Being Adventurous as a Parent
July 11, 2018
To many I would imagine, especially to those who aren't into the outdoors, we've done a lot. We've done numerous camping trips with our little one, small hikes, and some bike rides. We have even managed a few backpacking trips in the Sierras with our little one. However, with the exception of some of the backpacking trips, all of these adventures were missing a key element; the exhaustion factor -- that feeling of getting to the end of a day out, or a full weekend of adventure completely physically depleted. That feeling of being sore all day Monday, and part of Tuesday after an epic weekend in the mountains. I miss that.
More than I realized previously, a large part of the draw to playing outdoors is the pure exertion of it. It can be hard to reach this point with a little one in tow.
One Day a Week Warrior
Over the past six months, my wife and I have been playing with our schedule to allow for this missing piece of the puzzle. The best solution we've found so far is to give eachother one weekend day off each week.

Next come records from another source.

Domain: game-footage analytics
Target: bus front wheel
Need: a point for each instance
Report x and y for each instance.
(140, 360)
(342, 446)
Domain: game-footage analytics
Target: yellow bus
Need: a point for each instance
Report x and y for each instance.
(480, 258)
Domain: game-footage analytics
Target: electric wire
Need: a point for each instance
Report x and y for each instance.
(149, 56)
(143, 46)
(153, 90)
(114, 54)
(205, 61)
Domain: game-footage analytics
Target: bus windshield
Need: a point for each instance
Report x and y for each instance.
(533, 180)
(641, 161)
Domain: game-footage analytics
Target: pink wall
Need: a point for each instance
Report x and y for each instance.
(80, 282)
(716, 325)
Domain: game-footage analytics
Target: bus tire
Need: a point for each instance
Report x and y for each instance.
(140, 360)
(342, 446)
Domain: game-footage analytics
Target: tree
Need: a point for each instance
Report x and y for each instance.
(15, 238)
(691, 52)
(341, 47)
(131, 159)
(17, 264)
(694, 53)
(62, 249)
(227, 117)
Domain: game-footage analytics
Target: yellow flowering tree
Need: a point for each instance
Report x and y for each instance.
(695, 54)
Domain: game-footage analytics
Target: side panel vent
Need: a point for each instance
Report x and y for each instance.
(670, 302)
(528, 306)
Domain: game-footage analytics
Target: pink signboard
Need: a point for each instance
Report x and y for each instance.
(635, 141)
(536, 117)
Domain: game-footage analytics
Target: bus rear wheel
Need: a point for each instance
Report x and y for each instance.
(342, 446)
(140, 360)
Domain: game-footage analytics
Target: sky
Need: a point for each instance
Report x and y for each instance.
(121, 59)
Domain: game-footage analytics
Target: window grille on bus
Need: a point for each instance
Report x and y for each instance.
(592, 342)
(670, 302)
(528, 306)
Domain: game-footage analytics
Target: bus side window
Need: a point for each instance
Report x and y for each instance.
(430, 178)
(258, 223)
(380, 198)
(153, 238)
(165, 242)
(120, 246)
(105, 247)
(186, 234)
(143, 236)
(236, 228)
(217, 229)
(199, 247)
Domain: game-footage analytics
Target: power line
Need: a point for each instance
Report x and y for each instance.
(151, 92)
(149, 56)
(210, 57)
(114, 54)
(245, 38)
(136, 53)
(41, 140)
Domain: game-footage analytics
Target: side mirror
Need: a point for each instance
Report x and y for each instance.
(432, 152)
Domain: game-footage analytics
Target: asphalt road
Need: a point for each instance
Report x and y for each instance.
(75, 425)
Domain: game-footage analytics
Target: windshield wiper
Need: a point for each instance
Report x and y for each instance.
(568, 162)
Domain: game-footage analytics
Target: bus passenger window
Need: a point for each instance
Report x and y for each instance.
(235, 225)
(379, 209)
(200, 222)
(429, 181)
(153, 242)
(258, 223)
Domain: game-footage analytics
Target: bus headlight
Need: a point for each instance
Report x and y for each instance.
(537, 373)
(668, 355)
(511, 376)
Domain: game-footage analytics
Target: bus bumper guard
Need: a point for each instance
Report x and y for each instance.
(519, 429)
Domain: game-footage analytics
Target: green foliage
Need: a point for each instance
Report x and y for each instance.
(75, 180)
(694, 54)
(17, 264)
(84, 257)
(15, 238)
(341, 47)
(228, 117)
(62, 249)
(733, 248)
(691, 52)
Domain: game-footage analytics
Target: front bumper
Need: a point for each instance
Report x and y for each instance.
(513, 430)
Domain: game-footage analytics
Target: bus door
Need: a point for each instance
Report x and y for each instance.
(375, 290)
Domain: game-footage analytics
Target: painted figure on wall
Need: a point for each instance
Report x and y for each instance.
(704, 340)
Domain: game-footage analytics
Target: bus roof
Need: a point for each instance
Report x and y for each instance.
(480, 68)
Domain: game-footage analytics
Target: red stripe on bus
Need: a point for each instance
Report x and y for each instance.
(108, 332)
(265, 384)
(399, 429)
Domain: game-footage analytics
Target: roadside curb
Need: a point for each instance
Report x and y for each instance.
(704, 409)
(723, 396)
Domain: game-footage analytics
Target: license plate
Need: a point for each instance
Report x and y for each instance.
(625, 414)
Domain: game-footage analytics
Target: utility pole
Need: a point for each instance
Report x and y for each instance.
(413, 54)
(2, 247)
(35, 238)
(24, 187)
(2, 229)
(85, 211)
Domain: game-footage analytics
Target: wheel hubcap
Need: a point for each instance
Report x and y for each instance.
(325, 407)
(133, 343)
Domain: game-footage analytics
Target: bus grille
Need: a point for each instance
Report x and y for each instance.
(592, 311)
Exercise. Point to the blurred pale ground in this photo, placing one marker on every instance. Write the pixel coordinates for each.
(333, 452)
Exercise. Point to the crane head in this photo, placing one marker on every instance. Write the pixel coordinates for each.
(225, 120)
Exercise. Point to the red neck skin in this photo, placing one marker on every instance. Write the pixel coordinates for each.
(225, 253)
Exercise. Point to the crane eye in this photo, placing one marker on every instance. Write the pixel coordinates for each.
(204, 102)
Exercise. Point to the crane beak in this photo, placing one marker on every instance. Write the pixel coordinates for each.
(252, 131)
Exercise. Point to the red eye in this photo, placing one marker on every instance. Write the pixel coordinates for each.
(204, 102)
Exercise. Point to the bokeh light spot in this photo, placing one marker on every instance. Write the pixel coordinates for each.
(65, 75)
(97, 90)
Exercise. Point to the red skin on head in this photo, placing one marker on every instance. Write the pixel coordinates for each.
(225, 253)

I'll watch the child on Saturday so she can get out and do whatever she would like to do, and then we switch roles on Sunday, so I can get out. Using this strategy, I've managed to get out on a hike or a bike ride each weekend for the past five weekends, which easily feels like my longest stretch of sustained adventure since being a parent. And on these days off, I'm pushing myself to weare myself out, to make sure I'm tired at the end of the day, and ideally sore on the next day.

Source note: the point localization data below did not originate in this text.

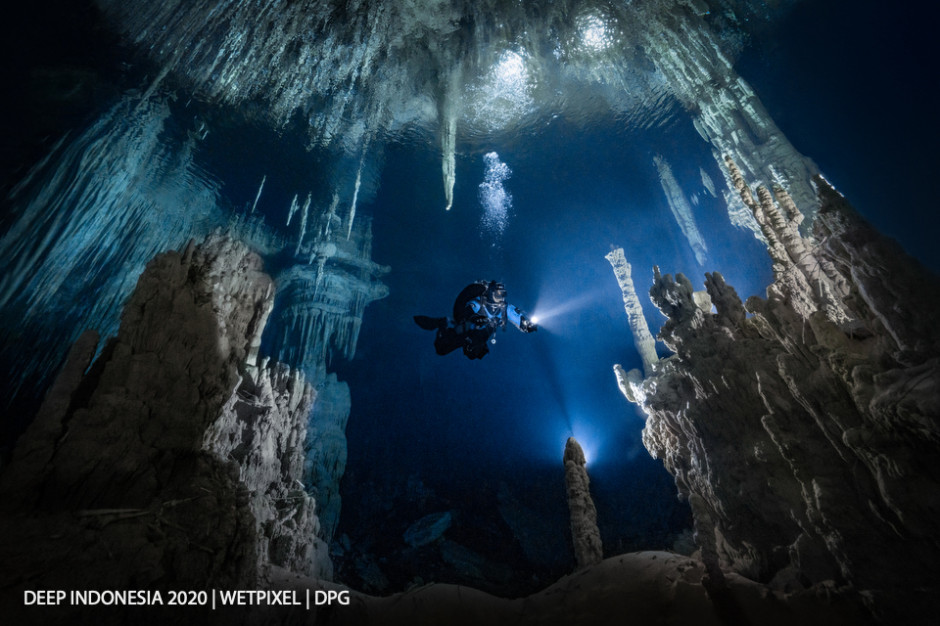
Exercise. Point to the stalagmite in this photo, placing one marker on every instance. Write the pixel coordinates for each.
(585, 535)
(642, 339)
(258, 195)
(680, 209)
(802, 427)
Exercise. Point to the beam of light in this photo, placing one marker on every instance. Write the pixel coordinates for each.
(549, 313)
(504, 95)
(595, 36)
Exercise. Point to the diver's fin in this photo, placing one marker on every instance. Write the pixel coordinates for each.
(430, 323)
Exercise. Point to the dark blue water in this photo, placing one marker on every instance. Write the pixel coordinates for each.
(850, 84)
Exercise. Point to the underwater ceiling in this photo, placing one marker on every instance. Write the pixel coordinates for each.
(360, 74)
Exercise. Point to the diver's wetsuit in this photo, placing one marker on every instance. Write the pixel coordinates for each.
(479, 310)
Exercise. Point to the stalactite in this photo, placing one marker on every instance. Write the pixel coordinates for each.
(642, 338)
(681, 210)
(87, 220)
(448, 116)
(352, 205)
(303, 225)
(258, 195)
(293, 209)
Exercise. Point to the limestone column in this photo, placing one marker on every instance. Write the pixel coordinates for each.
(585, 535)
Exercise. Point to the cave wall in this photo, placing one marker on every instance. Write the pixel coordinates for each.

I feel a little glimmer of myself peeking through, from a time when the outdoors was part of my normal lifestyle, not something that I would enter every-now-and-then.
A Larger Project
One day a week is still not that much time, but it's better than nothing. I'm also trying to take a step back and view my weekly adventures as part of a larger project. We moved to southern California at about the same time we became parents. Historically, I've been a hiker and a backpacker, but since there is less opportunity for that here, I've decided to pick up a bike so I can get out and explore the many dirt roads that criscross the scrub and deserts east of San Diego.
My weekend excursions are centered on exploring my region in a manner that's ideally suited to the region. I'm slowly filling in blank spots on my mental map of southern California and I'm even thinking of trying to "pioneer" a few gravel-grinding routes. My strategy for many of these one-day trips is to do a ride and hopefully get myself fairly exhausted. Then, the game plan is to scope out another ride or two before the day ends, finding where to park for a future ride, and ideally riding out a ways to see if the road conditions and landscape is worthy of a longer trip in the future. I currently have four or five trips that I've partially scoped out that I'm looking forward to exploring more.

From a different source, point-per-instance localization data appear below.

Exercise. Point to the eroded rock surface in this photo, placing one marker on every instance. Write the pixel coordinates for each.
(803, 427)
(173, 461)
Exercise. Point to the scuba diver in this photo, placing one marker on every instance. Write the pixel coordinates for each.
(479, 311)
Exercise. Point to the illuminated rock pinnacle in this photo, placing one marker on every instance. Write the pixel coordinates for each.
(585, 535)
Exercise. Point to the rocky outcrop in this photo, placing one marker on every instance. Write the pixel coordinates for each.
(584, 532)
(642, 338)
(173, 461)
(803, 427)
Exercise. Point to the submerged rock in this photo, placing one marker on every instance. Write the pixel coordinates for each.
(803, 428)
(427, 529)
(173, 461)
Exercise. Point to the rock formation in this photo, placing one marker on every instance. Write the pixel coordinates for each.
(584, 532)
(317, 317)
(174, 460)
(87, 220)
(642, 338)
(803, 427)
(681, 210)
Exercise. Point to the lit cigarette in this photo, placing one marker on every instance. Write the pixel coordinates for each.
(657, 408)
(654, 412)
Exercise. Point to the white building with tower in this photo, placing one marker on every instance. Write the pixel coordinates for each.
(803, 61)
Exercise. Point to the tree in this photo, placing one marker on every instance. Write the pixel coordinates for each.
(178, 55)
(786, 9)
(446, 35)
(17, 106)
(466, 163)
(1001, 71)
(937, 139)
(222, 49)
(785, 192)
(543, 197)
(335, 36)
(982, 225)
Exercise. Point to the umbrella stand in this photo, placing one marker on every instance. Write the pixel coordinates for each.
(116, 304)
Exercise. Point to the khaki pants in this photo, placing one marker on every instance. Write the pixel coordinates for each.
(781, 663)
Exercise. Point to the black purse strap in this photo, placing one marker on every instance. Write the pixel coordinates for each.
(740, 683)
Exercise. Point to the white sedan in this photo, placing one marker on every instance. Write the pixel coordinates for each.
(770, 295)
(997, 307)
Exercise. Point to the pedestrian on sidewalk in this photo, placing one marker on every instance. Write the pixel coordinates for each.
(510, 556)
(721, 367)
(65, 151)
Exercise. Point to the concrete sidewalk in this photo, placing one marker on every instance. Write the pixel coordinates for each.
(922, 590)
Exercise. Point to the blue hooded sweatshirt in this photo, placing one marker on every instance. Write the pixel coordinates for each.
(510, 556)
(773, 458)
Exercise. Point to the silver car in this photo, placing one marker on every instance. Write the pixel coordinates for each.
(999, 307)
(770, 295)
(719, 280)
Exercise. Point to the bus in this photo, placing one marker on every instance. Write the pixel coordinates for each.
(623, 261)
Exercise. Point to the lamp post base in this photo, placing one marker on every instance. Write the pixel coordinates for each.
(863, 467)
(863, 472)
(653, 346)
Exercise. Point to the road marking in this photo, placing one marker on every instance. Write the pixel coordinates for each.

The main issue with the current system is that one day isn't enough. I'll arrive back home, ready to get out again the next day. In reality, this has always been a problem, even when I had normal weekends I always wanted more time to play. The next strategy we're looking to implement will hopefully partially solve this. Instead of trading one-day a week, we're going to trade full weekends. This will likely involve me buying my wife a nice hotel stay for the weekend so she can go relax and spend some time with herself and with friends. Perhaps a massage and a nice relaxing weekend. The next weekend will be mine. I won't be indulging in a spa weekend, but getting out as much as I can on a bike, on foot, and however else I want to play and wear myself out.
Our new strategy for getting more adventure time as parents has definitely improved my overall well-being, but I think it's one of those things best done in moderation. It would be easy to adopt this strategy for every weekend, but I also want to spend time with my family, and have us all be able to enjoy the outdoor lifestyle. We want to raise our little one with an appreciation and enjoyment for nature, so we want him to join us as much as possible. As we continue to evolve our strategy, it will be a mix of single days off as we've been doing, full weekends off, and plenty of family weekends spent playing in the wilderness as a family.